To help combat the misinformation out there, We want to expose 5 of the most common travel myths We’ve encountered over the years. Forget what they say about the best way to travel safely, happily and on a budget by scratching these five travel myths from your memory.
1. Always Trust Local Knowledge
How many hotels have you stayed at in your hometown? Just as you probably don’t know the ins and outs of the tourist industry in your city, it’s unlikely that a local in a foreign city will know the answer to a tourist’s every question. For stuff like hotels and sightseeing, your best bet is to ask fellow travelers, either in person or through the Internet. Further, if you’re looking for directions, local advice can be hit or miss: they might know where you’re going but the language barrier can be a problem. On the other hand, locals tend to give good recommendations for places to eat.

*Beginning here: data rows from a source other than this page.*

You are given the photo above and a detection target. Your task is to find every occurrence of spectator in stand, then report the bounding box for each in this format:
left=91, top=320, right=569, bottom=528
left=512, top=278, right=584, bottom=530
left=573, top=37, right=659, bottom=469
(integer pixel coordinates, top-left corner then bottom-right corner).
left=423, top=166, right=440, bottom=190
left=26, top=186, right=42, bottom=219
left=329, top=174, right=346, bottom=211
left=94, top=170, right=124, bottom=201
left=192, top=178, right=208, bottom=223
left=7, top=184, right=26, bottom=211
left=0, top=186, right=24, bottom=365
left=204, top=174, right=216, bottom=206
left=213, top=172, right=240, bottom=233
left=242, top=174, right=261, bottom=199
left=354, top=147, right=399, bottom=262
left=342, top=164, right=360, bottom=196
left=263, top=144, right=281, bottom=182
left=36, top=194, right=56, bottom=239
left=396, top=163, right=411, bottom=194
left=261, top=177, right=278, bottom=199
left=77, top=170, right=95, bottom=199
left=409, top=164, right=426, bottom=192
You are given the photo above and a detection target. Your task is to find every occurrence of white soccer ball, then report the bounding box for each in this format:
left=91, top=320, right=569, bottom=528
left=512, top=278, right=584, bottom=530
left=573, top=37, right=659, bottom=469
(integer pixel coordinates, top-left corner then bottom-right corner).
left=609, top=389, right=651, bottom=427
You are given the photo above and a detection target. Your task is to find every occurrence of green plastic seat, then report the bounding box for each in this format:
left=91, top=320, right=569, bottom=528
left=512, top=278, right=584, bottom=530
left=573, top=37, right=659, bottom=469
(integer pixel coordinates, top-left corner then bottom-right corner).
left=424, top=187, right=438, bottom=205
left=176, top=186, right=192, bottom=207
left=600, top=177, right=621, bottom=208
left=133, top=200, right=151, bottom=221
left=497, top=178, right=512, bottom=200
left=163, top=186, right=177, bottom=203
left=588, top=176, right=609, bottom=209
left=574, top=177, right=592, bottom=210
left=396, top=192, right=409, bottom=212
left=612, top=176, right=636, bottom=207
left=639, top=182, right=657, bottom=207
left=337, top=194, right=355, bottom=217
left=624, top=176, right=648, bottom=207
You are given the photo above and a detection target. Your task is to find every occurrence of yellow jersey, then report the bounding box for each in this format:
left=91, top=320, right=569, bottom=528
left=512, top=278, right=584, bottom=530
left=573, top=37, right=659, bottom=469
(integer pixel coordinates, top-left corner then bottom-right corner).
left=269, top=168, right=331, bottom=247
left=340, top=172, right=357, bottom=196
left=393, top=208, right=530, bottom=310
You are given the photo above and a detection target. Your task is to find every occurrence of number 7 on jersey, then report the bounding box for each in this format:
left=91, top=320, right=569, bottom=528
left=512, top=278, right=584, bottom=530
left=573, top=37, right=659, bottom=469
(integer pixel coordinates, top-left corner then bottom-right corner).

Everyone loves a good meal.
2. Duty Free = Good Deal
The appeal of duty free has no doubt relieved many an uninformed traveler of his or her stash of travel cash. The reality is that duty free goods often cost no less than when bought at your local shop. It is true that you don’t pay taxes, but the baseline price for luxury perfumes and sunglasses is often higher than normal in the airport. The big difference is with heavily taxed items, of course, like cigarettes and booze. You can certainly save some money on these items, but if you’re looking for a steal at the airport, a gallon-jug of Chanel No. 5 is not it.
3. The Best Hotel Prices Are On Travel Sites
The boom in sites like Priceline and Expedia has resulted in the misconception that the only way to get a good deal on a room is to use one of these online third-party bookers. In fact, many hotel chains, like Inter Continental and Wyndham, offer rate guarantees and encourage customers to book directly with the hotels. Hotels will also frequently have discount or perk offers that third-party websites aren’t privy to and it’s generally far easier to deal directly with the hotel than with a booking agent. On top of this, hotels give the upgrades, not booking agents.
4. You’ll Avoid Crowds If You Go Early
“If you want to avoid the crowds, go early,” reads your guidebook – the same guidebook that was purchased by several million other tourists. There are only so many heritage sites, monuments and parks in the world, but a practically unlimited supply of tourists. The inevitable fact is that Angkor Wat or Yellowstone will always be crowded, and your guidebook’s suggestion to go early will be followed by every other visitor. The trick is to go not early, but when no one else wants to go, like the middle of the day – when the sun has chased away the weaker tourists.
5. Street Food is Unsafe
Countless travelers prefer to sit down in a restaurant for a bite to eat than stand up in the street with the rest of the country. There’s nothing wrong with wanting a little air-conditioning, but the idea that food is healthier because it’s prepared in a “proper” kitchen is dubious at best. First, you really don’t know what’s going on in that kitchen, because you can’t see inside. With street food, you can see the ingredients being prepared directly in front of you. And since street food is often deep-fried, stir-fried, or barbecued over very high heat, it’s likely that even if anything nefarious was in the ingredients, it’s long since been seared out of your meal.